Hinzu kommt, dass der Bund das Budget für die Eingliederungsleistungen reduziert. Es stehen im kommenden Jahr rund 1 Mio. Euro weniger zur Verfügung – weniger Mittel für Maßnahmen zur Eingliederung in Arbeit, aber auch weniger Finanzierungskapazität für die angedachte Weiterbildung und Qualifizierung der Kundinnen und Kunden. „So sehr eine Erhöhung der Leistungen zum Lebensunterhalt nachvollziehbar ist, unter anderem angesichts steigender Energiekosten – und auch wenn wir noch Verbesserungen erwarten, so sehr bedaure ich, dass uns weniger Möglichkeiten zur Verfügung stehen, um Aktivierung, Weiterbildung und berufliche Eingliederung zu finanzieren“, erklärt Stolz.

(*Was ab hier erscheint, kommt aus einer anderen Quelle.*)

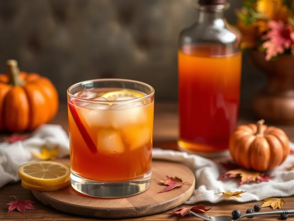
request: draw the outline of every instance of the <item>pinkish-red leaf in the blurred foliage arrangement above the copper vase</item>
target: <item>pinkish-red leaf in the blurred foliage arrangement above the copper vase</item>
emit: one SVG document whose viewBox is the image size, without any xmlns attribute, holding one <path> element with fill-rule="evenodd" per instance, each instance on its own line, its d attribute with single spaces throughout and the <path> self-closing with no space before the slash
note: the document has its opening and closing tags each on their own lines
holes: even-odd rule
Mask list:
<svg viewBox="0 0 294 221">
<path fill-rule="evenodd" d="M 266 48 L 265 60 L 269 61 L 272 57 L 278 54 L 283 54 L 286 49 L 290 48 L 293 44 L 291 39 L 291 30 L 286 27 L 283 22 L 269 21 L 268 26 L 271 28 L 263 37 L 263 40 L 267 40 L 263 43 L 263 47 Z"/>
</svg>

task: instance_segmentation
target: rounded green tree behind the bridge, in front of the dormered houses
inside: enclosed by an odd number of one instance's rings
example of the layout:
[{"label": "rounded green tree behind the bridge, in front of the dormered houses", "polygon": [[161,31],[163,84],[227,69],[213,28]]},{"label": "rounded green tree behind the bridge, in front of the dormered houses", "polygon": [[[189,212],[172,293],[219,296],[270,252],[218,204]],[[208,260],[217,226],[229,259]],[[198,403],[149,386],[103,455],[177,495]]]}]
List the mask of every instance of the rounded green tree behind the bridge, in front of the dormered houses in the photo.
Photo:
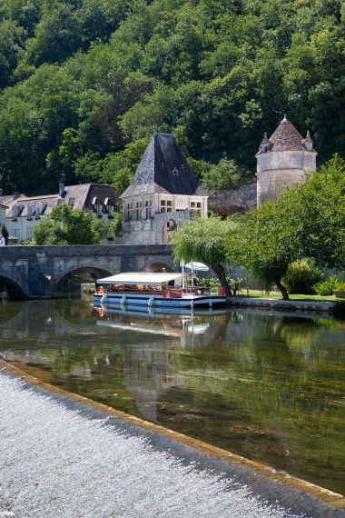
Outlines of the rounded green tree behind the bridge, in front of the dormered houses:
[{"label": "rounded green tree behind the bridge, in front of the dormered houses", "polygon": [[34,244],[100,244],[109,225],[69,204],[54,207],[34,228]]}]

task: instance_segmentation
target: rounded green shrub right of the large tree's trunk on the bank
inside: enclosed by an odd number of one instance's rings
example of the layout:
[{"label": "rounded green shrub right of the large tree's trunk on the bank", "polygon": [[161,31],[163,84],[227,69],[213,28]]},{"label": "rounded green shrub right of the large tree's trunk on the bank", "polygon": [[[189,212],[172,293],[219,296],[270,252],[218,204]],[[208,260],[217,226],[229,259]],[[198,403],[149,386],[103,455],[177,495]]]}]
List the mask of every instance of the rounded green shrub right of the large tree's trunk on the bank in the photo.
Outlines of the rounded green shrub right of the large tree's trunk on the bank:
[{"label": "rounded green shrub right of the large tree's trunk on the bank", "polygon": [[312,294],[314,284],[320,283],[324,276],[312,259],[297,259],[288,265],[282,284],[287,285],[290,294]]}]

Hinzu käme, dass der Fachkräftemangel auch vor der Kreisverwaltung und dem Jobcenter nicht Halt mache und es immer schwieriger werde, ausreichend personelle Ressourcen für die zu bewältigenden Aufgaben zur Verfügung zu haben.

Diese Schlaglichter der Flüchtlingskrise und der nun zeitlich knapp darauffolgenden Einführung des Bürgergeldes zeigen, vor welch großen Herausforderungen der Eigenbetrieb Neue Wege derzeit steht. Diana Stolz befindet sich deshalb in engem Austausch mit den relevanten Akteuren. „Ich möchte der Betriebsleitung und allen Beschäftigten des Eigenbetriebs meine Anerkennung aussprechen und vor allem auch danken für den Einsatz, den sie für die Hilfebedürftigen und Arbeitsuchenden in unserem Kreis leisten. Wir nehmen die Arbeit, die dort geleistet wird, wahr. Vielen Dank.“

Dies unterstreicht erneut das gemeinsame Credo #Stark.Sozial.VorOrt.

Im Dezember waren im Landkreis Bergstraße 5.939 Personen arbeitslos gemeldet. Im Vergleich zum Vormonat ist die Zahl der von Arbeitslosigkeit betroffenen Menschen um 2,0 Prozent gesunken. Im Vergleich zum Vorjahresmonat stieg die Arbeitslosenzahl um 1.177 Personen (+24,7 Prozent). Die Arbeitslosenquote bezogen auf alle zivilen Erwerbspersonen lag bei 4,0 Prozent. Im Vorjahr waren es 3,2 Prozent.

Zum Vergleich: Für Hessen insgesamt liegt die Arbeitslosenquote aktuell bei 4,9 Prozent, deutschlandweit bei 5,4 Prozent.